According to the American Petroleum Institute’s comments on the proposed standards:
“It is simply not possible for a manufacturer to comply with the proposed standards without producing significant numbers of BEV (battery electric vehicles).”
Compliance with NHTSA’s and EPA’s pair of proposed regulations would require a complete overhaul of the transportation and energy sectors, teeing up the rules for constitutional challenges under the precedent set by West Virginia v. EPA.
Higher costs, fewer choices
In recent weeks, American automakers’ announcements to dial back EV production targets make the EPA and NHTSA’s proposed regulations look even more outrageous.
Just this week, General Motors announced that the company is dialing back its ambitious goal to build 400,000 electric vehicles by mid-2024 to “adjust to slower near-term growth in demand” and bring down costs.

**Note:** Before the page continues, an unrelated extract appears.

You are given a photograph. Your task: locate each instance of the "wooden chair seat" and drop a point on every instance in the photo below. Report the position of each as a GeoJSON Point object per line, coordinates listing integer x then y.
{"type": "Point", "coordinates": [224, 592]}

In July, Ford announced similar adjustments to its EV strategy. The company scrapped its previous target of building over 2 million EVs per year by the end of 2026, and did not offer a new date by when it hopes to hit that production volume.
The reality is, at current cost levels, EVs are a hard sell. According to Kelly Blue Book, in July 2023, the average transaction price for an EV was approximately $5,000 more expensive than the average gas-powered car.

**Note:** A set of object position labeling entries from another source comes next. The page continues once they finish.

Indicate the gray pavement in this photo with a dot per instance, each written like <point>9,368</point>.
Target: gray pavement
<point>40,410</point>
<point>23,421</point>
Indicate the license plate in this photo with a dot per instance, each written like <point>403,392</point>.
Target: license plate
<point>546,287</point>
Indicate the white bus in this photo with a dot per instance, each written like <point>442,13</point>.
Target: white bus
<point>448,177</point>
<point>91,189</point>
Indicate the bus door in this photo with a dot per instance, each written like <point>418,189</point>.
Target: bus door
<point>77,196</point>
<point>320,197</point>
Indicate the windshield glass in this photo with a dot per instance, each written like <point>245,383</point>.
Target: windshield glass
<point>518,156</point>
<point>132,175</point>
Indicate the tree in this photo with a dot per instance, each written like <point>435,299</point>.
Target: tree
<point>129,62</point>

The price discrepancy is even more extreme for trucks, where an electric version of the same model is priced at nearly $15,000 more than its internal combustion engine counterpart. Electric trucks have been a particular target of automakers’ recent cost-cutting measures – in recent weeks, GM, Ford, and Tesla all announced pullbacks and delays for production of each company’s pricey electric truck model.

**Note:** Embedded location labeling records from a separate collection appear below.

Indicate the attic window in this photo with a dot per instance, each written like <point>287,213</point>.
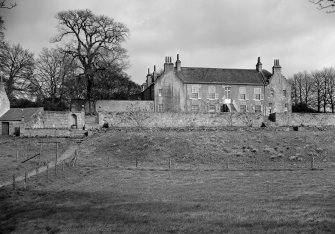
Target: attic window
<point>242,93</point>
<point>195,92</point>
<point>211,92</point>
<point>212,108</point>
<point>272,92</point>
<point>258,92</point>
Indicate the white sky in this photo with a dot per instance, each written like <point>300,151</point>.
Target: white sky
<point>206,33</point>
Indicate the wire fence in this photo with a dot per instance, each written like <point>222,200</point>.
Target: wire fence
<point>226,163</point>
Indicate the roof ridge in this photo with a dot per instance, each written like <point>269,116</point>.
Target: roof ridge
<point>221,68</point>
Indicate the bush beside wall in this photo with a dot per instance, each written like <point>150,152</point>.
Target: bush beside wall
<point>305,119</point>
<point>178,120</point>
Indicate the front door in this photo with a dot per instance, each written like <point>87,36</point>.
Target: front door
<point>5,128</point>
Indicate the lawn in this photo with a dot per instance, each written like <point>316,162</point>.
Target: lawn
<point>26,148</point>
<point>92,198</point>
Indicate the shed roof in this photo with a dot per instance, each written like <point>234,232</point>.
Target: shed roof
<point>15,114</point>
<point>223,76</point>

The White House admits that compliance with new vehicle emissions regulations is likely to further raise costs for consumers. Regarding NHSTA’s proposed CAFÉ standards, API writes:
“NHTSA projects that its proposed fuel efficiency standards will result in consumers paying higher upfront costs for new vehicles. Although NHTSA estimates fuels savings, over a vehicle’s lifetime, will exceed increased purchase costs, it is on average “roughly $100” for a passenger car or light truck…an amount that is not analytically significant when many new vehicles cost between $30,000 and $50,000.
“Furthermore, that NHTSA conclusion does not seem to take into account the approach some OEMs may take by raising the cost of all vehicles to subsidize the cost of battery electric vehicles (BEV).”
This should be unsurprising given that the official overseeing the development of NHTSA’s CAFÉ standards, Ann Carlson, previously advocated for climate policies that raise consumers’ costs in the short term in exchange for supposed long-term benefits.
Carlson’s nomination to lead NHTSA was pulled by the White House in May following overwhelming criticism of her aggressive climate policy track record, lack of vehicle safety experience, and her history of supporting frivolous lawsuits against the American energy industry.
But for the last six months, Carlson has remained at the helm of the agency as acting administrator, prompting Republicans on the Senate Commerce Committee to write to President Biden arguing that her acting role violates the Federal Vacancies Reform Act. As such, the Senators argue, all actions she has taken during that time – including proposing the agency’s CAFÉ standards – are invalid, marking another addition to the stack of legal challenges piling up against the Biden administration’s proposals.
Bottom Line: The vehicle regulations put forward by President Biden’s EPA and NHTSA face serious legal challenges and pushback from bipartisan leaders in Congress. If comments from industry leaders and legislators weren’t sufficiently convincing, recent moves in the automotive market should make it clear – the White House’s proposed vehicle emissions standards are not supported by either consumer demand or market realities.